A description of the system using such algorithms and its shortcomings can be found here

We implemented and launched this system and got encouraging results - now it regularly analyzes the load of the cloud and makes recommendations for moving virtual machines, which are largely correct. Even now it is clear that we can achieve a 10-15% release of resources for new virtual machines with an improvement in the quality of the existing ones.
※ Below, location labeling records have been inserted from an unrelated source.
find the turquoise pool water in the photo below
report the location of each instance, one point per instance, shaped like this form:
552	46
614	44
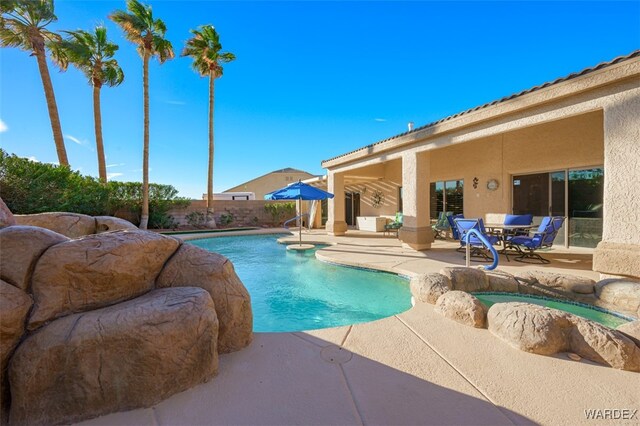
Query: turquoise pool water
295	292
584	311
Load balancing in Openstack (Part 2)

When an imbalance in RAM or CPU is detected, the system issues commands to the Tionix scheduler to perform a live migration of the required virtual machines. As you can see from the monitoring system, the virtual machine moved from one (upper) to another (lower) host and freed up memory on the upper host (highlighted in yellow circles), taking it accordingly on the lower one (highlighted in white circles).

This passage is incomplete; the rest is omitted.